# Ablaichen um die Jahreszeit ????



## Teichforum.info (8. Okt. 2005)

Hallo,

wie die meisten aus dem Forum wissen habe ich ja eine Große Baustelle zuhause.Deshalb sind meine Koi in einer 500l Tonne 5xJunior 2xKoi, einer von den großen ist ganz sicher Weiblich den anderen Koi vermute ich als Männlich weil er nicht so ein großen Bauch hat (Der Männliche Koi ist in einer anderen 500l Tonne der meinte er müsste in die Tonne gegenüber reinspringen).Der Weibliche Koi hat meiner Meinung nach in der letzten Zeit eine zimlich dicken Bauch bekommen obwohl ich das Füttern etwas reduziert habe.Was meint ihr dazu?


----------



## Teichforum.info (8. Okt. 2005)

Hallo Maurizio, 

also Laich wird der zu dieser Jahreszeit sicher nicht mehr bilden. 

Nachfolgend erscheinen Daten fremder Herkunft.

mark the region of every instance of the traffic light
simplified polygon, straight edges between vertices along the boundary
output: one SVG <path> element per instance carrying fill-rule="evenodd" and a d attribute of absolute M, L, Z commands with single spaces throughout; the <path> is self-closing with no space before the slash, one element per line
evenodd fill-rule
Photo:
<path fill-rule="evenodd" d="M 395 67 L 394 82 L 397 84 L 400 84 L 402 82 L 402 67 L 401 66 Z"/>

Was verstehst du unter dick? 
Stellt er Schuppen auf? 

Sicher könnte ein scharfes Bild und die Wasserwerte weiterhelfen. 


Gruß Rainer


----------



## Teichforum.info (8. Okt. 2005)

Also Schuppen stehen nicht ab.Leider kann ich keine Scharfen Bilder machen.Denn die Koi sind immer ganz unten.


----------